SAN JOSE – With some better results, the Sharks could easily have some breathing room above the playoff cutline right now. Or, considering their recent struggles, and with 15 games left, they could be mostly out of contention.

Somehow, neither is the case, as the middling Sharks have greatly benefited from being in the NHL’s worst division.

Going into their matinee game against the Philadelphia Flyers on Saturday, the Sharks (32-29-6), who have won only two of their last eight, remain just two points out of a playoff spot, although they’ve fallen from ninth to 11th in the Western Conference over the last 11 days.

If the Sharks were in the East, they’d be in 15th place, and already thinking about the draft lottery.

The Sharks lost 5-0 to the Buffalo Sabres on Thursday and have not earned any points in their last three games, allowing 16 goals on a manned net in the process.

It has hardly mattered. Pacific Division teams went a combined 0-5-1 on Thursday, with the Seattle Kraken losing in regulation time to the Nashville Predators and the Los Angeles Kings losing in a shootout to the Flyers.

Only one Pacific Division team, the Anaheim Ducks, actually has more wins than losses when overtime and shootout results are included.

The Sharks, with 70 points, now trail the Kraken and Predators by one point, and the Kings, who hold the second wild card spot in the West, by two. The Sharks have one game in hand on all three teams.

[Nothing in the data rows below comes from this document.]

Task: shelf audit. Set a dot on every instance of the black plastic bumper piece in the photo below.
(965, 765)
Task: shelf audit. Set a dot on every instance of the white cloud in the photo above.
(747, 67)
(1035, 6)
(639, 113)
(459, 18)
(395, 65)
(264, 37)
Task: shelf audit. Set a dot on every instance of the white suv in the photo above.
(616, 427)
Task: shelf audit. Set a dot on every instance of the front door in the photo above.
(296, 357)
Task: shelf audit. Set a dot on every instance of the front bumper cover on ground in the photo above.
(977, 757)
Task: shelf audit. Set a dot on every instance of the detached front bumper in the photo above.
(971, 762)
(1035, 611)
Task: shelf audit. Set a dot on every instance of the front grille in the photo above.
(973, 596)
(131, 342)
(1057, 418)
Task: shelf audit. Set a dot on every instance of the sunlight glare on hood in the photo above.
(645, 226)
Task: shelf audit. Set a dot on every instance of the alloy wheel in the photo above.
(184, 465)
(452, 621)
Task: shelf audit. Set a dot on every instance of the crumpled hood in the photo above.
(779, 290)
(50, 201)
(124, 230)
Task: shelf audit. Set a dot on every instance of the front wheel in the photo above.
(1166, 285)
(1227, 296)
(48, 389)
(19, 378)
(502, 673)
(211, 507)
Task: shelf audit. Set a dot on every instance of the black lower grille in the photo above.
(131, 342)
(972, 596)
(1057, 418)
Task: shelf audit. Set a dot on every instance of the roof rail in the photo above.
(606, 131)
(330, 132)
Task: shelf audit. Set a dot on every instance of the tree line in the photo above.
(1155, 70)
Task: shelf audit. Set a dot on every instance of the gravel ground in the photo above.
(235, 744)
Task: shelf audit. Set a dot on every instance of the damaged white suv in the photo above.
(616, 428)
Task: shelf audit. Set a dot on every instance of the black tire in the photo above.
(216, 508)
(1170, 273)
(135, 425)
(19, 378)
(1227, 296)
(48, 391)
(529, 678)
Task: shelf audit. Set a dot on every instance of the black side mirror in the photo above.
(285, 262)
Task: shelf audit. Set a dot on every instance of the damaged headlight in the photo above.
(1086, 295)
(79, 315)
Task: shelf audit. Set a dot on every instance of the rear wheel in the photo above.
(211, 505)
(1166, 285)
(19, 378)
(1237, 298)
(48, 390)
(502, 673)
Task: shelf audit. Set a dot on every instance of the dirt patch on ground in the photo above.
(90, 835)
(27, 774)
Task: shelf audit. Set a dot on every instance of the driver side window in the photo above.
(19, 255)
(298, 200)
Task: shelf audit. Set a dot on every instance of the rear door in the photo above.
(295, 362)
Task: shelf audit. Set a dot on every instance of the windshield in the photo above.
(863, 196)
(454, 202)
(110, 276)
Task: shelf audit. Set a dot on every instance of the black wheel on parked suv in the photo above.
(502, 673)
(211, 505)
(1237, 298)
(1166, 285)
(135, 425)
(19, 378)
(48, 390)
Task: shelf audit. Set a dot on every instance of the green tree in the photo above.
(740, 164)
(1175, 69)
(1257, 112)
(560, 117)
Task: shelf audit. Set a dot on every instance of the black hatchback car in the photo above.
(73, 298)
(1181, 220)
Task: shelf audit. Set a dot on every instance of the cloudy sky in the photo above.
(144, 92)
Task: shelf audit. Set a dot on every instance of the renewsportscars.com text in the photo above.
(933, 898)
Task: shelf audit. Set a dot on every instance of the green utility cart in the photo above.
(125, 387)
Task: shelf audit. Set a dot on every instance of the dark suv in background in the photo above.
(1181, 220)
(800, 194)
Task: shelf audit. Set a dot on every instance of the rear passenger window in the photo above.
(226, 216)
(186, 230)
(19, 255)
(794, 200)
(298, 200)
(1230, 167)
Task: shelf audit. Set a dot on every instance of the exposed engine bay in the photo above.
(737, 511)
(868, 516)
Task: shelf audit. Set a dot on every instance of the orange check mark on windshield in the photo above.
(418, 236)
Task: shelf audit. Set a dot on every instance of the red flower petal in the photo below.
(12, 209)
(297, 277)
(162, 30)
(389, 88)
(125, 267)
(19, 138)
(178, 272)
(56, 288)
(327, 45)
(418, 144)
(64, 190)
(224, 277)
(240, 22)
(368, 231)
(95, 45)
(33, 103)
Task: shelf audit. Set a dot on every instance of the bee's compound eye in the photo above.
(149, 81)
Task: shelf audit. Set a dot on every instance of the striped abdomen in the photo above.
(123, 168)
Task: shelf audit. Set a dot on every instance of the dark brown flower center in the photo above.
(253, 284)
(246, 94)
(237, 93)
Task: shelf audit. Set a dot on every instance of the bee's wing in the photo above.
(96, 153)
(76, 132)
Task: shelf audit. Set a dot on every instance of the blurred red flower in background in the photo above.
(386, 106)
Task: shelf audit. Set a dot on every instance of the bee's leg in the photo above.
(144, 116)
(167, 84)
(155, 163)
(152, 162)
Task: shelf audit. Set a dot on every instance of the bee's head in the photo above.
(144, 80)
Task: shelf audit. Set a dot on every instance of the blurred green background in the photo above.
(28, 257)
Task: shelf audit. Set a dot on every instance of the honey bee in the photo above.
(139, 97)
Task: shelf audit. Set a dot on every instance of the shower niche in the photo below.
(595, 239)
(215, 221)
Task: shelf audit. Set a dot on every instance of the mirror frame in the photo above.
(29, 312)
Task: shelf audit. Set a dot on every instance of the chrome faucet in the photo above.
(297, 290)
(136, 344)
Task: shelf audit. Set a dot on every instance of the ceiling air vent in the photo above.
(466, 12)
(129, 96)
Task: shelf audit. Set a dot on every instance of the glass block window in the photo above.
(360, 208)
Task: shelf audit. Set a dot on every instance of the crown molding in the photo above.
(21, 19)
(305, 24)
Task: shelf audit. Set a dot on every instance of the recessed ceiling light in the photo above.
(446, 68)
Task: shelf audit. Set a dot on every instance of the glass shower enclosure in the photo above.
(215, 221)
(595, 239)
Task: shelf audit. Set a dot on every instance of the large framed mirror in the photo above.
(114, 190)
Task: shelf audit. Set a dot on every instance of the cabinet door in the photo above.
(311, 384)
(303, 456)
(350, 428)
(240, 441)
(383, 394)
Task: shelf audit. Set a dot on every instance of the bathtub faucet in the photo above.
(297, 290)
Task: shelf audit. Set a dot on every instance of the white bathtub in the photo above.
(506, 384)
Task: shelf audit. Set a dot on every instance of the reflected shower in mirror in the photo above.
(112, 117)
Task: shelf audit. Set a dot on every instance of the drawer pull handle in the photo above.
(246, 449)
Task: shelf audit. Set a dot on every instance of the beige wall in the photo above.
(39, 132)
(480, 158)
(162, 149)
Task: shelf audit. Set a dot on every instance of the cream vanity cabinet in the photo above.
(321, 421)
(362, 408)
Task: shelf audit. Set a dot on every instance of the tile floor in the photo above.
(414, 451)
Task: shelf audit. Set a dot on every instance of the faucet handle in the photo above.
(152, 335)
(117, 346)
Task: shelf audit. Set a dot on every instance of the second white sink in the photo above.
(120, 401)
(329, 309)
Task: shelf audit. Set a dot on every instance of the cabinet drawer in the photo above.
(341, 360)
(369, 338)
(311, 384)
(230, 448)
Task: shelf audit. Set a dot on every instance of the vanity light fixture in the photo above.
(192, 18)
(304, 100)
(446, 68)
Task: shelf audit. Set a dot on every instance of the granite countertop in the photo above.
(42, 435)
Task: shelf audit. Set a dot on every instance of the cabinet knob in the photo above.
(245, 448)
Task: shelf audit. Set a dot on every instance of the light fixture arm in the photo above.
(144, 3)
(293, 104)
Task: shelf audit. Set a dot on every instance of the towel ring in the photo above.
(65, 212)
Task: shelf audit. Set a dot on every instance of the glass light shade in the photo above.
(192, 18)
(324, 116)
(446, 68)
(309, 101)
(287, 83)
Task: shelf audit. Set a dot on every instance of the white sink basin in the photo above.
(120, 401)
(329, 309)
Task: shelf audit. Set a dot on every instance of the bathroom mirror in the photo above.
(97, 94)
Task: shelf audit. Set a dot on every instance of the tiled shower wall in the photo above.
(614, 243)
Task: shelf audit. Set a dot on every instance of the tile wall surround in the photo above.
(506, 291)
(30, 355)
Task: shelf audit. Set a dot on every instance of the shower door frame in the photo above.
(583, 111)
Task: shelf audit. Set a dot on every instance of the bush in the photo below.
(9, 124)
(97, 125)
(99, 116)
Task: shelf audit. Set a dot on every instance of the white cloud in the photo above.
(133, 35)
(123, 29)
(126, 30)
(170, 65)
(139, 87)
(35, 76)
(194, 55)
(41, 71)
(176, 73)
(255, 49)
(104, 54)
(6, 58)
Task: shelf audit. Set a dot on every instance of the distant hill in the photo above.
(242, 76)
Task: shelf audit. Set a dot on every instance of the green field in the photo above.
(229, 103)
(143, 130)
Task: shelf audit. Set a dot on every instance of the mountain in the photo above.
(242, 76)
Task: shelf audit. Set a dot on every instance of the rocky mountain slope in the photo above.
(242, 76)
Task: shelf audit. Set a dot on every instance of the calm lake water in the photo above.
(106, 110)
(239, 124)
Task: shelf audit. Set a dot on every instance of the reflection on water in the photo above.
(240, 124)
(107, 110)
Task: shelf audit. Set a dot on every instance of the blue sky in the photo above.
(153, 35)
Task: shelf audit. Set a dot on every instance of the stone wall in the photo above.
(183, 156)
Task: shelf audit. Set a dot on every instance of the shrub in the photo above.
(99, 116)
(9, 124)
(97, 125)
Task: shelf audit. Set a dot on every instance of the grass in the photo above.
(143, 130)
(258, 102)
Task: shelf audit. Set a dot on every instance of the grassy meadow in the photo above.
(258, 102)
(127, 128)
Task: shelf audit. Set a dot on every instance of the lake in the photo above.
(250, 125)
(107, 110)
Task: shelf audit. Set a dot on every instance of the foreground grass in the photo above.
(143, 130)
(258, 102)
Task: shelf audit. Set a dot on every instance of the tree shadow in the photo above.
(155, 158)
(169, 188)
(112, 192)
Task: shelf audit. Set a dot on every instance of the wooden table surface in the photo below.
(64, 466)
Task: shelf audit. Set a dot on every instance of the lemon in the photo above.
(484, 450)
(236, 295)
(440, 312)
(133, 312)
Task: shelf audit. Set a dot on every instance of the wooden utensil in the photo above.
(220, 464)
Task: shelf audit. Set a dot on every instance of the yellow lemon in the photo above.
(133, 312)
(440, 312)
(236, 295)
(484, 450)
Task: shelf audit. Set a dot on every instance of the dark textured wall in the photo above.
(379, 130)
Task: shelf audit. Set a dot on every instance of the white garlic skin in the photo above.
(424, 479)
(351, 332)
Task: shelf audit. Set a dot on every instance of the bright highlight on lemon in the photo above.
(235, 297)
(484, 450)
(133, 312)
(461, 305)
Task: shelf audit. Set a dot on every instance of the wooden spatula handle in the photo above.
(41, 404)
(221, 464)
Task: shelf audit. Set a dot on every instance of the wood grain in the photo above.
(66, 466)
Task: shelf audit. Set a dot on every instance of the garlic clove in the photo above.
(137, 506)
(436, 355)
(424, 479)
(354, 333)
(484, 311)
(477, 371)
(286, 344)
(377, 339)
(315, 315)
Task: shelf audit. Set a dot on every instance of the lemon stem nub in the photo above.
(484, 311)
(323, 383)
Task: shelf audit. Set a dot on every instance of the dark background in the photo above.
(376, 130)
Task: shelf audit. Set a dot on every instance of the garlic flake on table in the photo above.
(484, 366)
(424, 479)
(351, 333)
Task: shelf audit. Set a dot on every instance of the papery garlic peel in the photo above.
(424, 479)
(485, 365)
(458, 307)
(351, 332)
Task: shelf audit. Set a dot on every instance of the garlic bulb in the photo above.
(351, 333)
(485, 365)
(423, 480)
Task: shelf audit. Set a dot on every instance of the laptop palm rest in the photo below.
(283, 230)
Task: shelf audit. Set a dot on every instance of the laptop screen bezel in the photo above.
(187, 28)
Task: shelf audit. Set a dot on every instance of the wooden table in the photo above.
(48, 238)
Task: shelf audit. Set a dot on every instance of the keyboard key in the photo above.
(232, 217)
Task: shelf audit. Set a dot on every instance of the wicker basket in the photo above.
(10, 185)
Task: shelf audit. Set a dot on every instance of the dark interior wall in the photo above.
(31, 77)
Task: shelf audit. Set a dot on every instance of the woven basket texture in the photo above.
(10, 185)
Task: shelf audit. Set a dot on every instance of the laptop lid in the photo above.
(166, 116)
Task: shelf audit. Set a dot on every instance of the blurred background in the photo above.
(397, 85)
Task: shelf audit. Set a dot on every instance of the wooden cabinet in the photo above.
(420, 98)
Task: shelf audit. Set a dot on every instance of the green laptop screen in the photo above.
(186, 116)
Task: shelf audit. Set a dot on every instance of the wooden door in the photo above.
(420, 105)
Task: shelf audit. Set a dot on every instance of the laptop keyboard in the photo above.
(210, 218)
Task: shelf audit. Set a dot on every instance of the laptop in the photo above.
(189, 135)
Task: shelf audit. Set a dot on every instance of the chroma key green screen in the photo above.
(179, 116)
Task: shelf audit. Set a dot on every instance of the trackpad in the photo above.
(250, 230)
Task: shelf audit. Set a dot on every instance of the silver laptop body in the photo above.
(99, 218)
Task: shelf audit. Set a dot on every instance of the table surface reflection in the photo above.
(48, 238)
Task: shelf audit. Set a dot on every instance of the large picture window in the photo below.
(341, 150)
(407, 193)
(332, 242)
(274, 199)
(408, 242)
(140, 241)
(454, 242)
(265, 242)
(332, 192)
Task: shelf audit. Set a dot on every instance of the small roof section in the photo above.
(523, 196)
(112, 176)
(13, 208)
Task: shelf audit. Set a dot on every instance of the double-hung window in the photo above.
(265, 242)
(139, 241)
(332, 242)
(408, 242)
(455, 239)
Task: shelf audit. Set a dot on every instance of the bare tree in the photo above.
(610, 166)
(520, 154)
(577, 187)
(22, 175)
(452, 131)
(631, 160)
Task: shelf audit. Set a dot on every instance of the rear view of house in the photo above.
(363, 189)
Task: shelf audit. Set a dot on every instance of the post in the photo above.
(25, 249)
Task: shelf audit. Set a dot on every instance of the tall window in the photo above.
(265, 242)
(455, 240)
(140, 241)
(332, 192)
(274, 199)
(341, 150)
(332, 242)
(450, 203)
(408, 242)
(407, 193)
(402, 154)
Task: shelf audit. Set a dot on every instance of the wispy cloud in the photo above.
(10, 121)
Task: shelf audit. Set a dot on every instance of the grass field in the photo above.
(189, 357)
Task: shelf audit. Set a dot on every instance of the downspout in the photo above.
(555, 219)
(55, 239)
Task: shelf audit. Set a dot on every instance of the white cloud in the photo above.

“We’re right in it still,” Sharks goalie Alex Nedeljkovic said after he stopped 11 of 16 shots in the loss to the Sabres. “Nobody really wants to take advantage of everybody else’s mishaps right now. So, we’re getting fortunate. We’re getting a little bit of help there, and we just need to worry about ourselves now.”

Nedeljkovic added that the Sharks might be a bit guilty of scoreboard watching. Not that they’re checking their phones for results during intermissions, but they’ve perhaps been too hopeful that other teams around them in the standings continue to struggle.

The focus needs to be on themselves, and there is plenty to improve upon there.

The Sharks in their last six games have allowed 27 goals, and, per Natural Stat Trick, 73 high-danger chances during 5-on-5 play – more than any other NHL team.

The Sabres generated 13 such chances on Thursday and scored on four consecutive shots from the 9:05 mark of the second period to the 40-second mark of the third.

The Sharks felt it wasn’t a 5-0 game. They played a solid first period when they generated at least three Grade A scoring chances during 5-on-5 play, although that wasn’t reflected in Natural Stat Trick’s accounting.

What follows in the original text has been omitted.